Rising Emissions Of Developing Economies Must Be Tamed

With China overtaking US as the largest greenhouse gases emitter and India set to become third largest emitter by year end, developed nations can no longer be solely held accountable for the rapidly rising global carbon emissions. Under the Kyoto Protocol the developing nations are not required to reduce their carbon emissions while it is mandatory for the developed nations to reduce & control their emissions as stated and agreed up on in the Treaty. This marks a grave unbalance as the world tries to cap the rising emissions in the midst of an overwhelming economic crisis.

The developing nations, which now produce a substantial amount of emissions, have been left out and are not bound by any mandatory emissions reductions.

Both China and India are big players in the trade of carbon credits together accounting for nearly 80% of the credits sold. Even after earning funding for clean energy projects both these countries have failed to register any substantial reduction in their emissions. Although China is the biggest investor in renewable energy and India is witnessing a boom in the clean energy projects especially solar, their role as the new big emitters has made headlines around the world. 

A big portion of their emissions is due to the exports to developed countries.
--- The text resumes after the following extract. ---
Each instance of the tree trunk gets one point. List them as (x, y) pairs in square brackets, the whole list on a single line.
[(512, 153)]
Now although the developed countries consume the products whose manufacturing is attributed to the emissions still they aren’t held responsible for the same instead those emissions are registered as those of the developing nations. These emissions have so far being overlooked and the emissions of the developed nations are supposedly neutralised when they buy carbon credits and fund clean energy projects in the developing countries.
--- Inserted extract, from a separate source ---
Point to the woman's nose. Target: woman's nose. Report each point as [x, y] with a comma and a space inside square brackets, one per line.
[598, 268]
But as we can see this approach isn’t working; even if the developed nations are able to meet the set goals the emissions of the developing nations will go unaddressed. 
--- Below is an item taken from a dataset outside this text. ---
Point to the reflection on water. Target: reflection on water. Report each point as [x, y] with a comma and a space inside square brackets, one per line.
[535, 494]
Therefore, Japan recently argued that the developing nations must also be asked to set medium term emissions goals which would be slightly lenient in nature as compared to the ones set for the developed nations. Japan wants this clause to be a part of the new emissions treaty that would succeed Kyoto. Now, in addition to this, the whole system of carbon trading must also be regulated, be made more transparent and the overlooking agency must push the beneficiaries of the funding for regular audits (especially environmental audits) so as to evaluate the impact of those clean energy projects on the environment. 

Furthermore, the subject needs a closer and comprehensive look as cutting emissions would also impact trade volumes among nations. Taking the specific example of US and China, the US government has so far failed to persuade the Chinese government to adhere to clean manufacturing practices even though China exports huge amounts of goods to the US. Understandably any actions on the part of US can have not only economic but geopolitical repercussions as well therefore a new international law must be passed mandating companies of every country to indicate on each and every product the gases emitted to produce it. 

Making the developing nations accountable for the emissions, regulating the carbon trading system so that it is not misused and giving the power of choice to the informed & concerned consumers would be the right approach in the effort to reduce the growing carbon emissions worldwide. These are relatively small steps as compared to the hard to negotiate 2050 mandatory emissions reduction goals which the world leaders failed to agree up on at the last G8 meeting in Japan.